병렬처리를 위해 데이터를 나눴으므로 차원이 다르다. 그래서 nyt_headline_token의 첫번째 요소에 나머지 요소들을 붙이고 첫번째 요소만 빼오는 방법으로 데이터를 다시 재정비하였다.

nyt_headline_date = list(map(nyt_func.date_cut_day, nyt_headline_date))
nyt_headline_date_token = [[nyt_headline_date[i][1]] + nyt_headline_token[i] for i in range(len(nyt_headline_date))]
nyt_headline_date_token = sorted(nyt_headline_date_token, key=lambda date_plus_tit_txt: date_plus_tit_txt[0])
nyt_headline_token = list(map(nyt_func.from_combination_to_token, nyt_headline_date_token))

nyt_headline_sentence = list(map(nyt_func.word_to_sentence, nyt_headline_token))

nyt_date = [[nyt_headline_date[i][1]] for i in range(len(nyt_headline_date))]
nyt_headline_sentence = [nyt_date[i] + [nyt_headline_sentence[i]] for i in range(len(nyt_headline_sentence))]

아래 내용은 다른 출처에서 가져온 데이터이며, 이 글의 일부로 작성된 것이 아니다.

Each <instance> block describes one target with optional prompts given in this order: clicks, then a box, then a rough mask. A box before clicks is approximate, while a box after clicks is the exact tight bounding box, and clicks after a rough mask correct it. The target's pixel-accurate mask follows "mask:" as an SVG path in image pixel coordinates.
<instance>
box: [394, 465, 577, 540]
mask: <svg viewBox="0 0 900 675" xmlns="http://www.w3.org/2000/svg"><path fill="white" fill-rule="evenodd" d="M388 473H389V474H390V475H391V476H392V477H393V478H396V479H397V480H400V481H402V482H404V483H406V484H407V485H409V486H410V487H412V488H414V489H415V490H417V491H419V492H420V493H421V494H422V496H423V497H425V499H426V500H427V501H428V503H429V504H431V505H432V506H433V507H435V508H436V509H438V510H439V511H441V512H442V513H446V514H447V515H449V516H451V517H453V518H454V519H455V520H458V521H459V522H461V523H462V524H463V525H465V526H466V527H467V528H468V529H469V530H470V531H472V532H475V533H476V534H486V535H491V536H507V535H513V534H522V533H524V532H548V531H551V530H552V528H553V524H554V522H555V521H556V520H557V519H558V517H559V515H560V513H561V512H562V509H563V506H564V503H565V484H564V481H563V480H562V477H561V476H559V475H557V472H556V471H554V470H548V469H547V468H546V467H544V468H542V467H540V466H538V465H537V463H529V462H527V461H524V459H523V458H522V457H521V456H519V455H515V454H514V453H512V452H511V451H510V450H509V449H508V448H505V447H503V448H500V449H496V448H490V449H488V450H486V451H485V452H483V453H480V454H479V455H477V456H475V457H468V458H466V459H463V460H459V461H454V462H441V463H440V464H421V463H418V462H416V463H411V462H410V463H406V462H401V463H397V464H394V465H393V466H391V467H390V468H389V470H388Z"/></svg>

먼저, date를 YYYY-MM-DD 형식으로 만든다.

그리고 date와 token을 결합하고 정렬해 기사가 작성된 순서대로 정리한다.

그리고 from_combination_to_token 함수를 이용하여 date를 제외한 나머지 값만 뽑아낸다.

lambda를 쓸 수도 있지만 문장이 너무 길어지고 보기 어려우므로 함수를 생성해서 처리하였다.

그리고 word_to_sentence 함수를 이용해서 한 리스트의 token을 한 문장으로 결합한다.

그리고 다시 date를 결합한다.

%%time
analyzer = SentimentIntensityAnalyzer()
nyt_headline_sentence = [nyt_headline_sentence[i] + [analyzer.polarity_scores(nyt_headline_sentence[i][1])["compound"]] for i in range(len(nyt_headline_sentence))]

nyt_score = []
for i in range(len(nyt_headline_sentence)):
    if nyt_headline_sentence[i][1] != "":
        score = nyt_headline_sentence[i] + [TextBlob(nyt_headline_sentence[i][1]).sentences[0].sentiment.polarity]
    else : score = nyt_headline_sentence[i] + [0.0]
    nyt_score.append(score)
    
    
nyt_score = pd.DataFrame(nyt_score)
nyt_score.columns = ["Date","Headline", "N_Score", "B_Score"]
nyt_score = nyt_score[["Date", "N_Score", "B_Score"]]
nyt_score.to_csv("nyt_score.csv", index = False)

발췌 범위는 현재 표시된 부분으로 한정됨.